Thanks to Rodney Begg for that memory.

Tapping an Open Hearth Furnace

This image of A furnace first tap with number 1 (75 ton crane), before the main hoist chains were changed to wire ropes. After the 8 (or 12 for the ’Big’ furnaces) hour process of turning a charge of cold and hot metals into steel, the climax usually came quickly after a flurry of samples of steel and slag to the shift lab. The hooter would sound, the bangalore torpedo (more precisely ’the shaped charge’) would blow out the tap hole and the furnace would heel over to discharge it’s first potful of molten metal. Eric Johnson told us: “The scene always reminded me of what I thought Dante’s Inferno would look like – flames up to the rafters, (sometimes bringing a flurry of pigeons down), the furnace hand on the tapping stage hurling the alloying charges of coal, niobium, ferro-manganese etc. surrounded by smoke and light and heat.
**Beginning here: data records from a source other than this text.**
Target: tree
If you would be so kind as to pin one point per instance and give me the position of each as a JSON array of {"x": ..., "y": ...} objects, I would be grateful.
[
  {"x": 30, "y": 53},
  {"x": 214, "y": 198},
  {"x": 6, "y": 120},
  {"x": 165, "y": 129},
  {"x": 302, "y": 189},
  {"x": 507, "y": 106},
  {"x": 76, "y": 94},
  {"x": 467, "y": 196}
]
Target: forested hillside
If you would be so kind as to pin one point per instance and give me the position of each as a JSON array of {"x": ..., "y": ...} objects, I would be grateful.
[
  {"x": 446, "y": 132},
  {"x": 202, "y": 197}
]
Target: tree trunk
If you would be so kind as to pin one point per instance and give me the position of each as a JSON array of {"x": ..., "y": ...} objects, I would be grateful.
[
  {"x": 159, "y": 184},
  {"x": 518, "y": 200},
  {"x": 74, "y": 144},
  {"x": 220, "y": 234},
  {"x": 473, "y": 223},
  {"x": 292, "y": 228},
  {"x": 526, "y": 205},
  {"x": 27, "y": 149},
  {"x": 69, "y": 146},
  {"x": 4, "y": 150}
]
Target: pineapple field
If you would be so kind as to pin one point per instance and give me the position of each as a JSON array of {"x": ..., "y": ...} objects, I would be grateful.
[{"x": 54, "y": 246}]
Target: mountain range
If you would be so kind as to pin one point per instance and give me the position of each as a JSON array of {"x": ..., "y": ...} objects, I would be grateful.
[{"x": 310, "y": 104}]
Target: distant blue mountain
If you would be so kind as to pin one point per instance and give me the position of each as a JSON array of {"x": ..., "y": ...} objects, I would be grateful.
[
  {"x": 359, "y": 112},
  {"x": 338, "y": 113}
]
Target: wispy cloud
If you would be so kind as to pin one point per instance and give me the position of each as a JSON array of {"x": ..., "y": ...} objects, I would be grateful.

The furnace tilting further and further with each potful until it was spent. The pots in their turn travelling sedately to the Ingot Shed across the way and charging rake after rake of ingot moulds with the liquid metal. Sometimes a ’flying stopper’ made it more hazardous to empty the pots as it was then impossible to stop the flow of metal between moulds and everybody in the Ingot Shed would get a scorching (if they were unlucky they’d get a lot worse!) – and, as Bob says, a wet pot could create a shower of incandescent metal dancing around the pitside”. Stan Henderson tells us: ”Awesome!  Better than any fireworks display I have seen.”

Thanks Eric Johnson and Stan Henderson for the updates.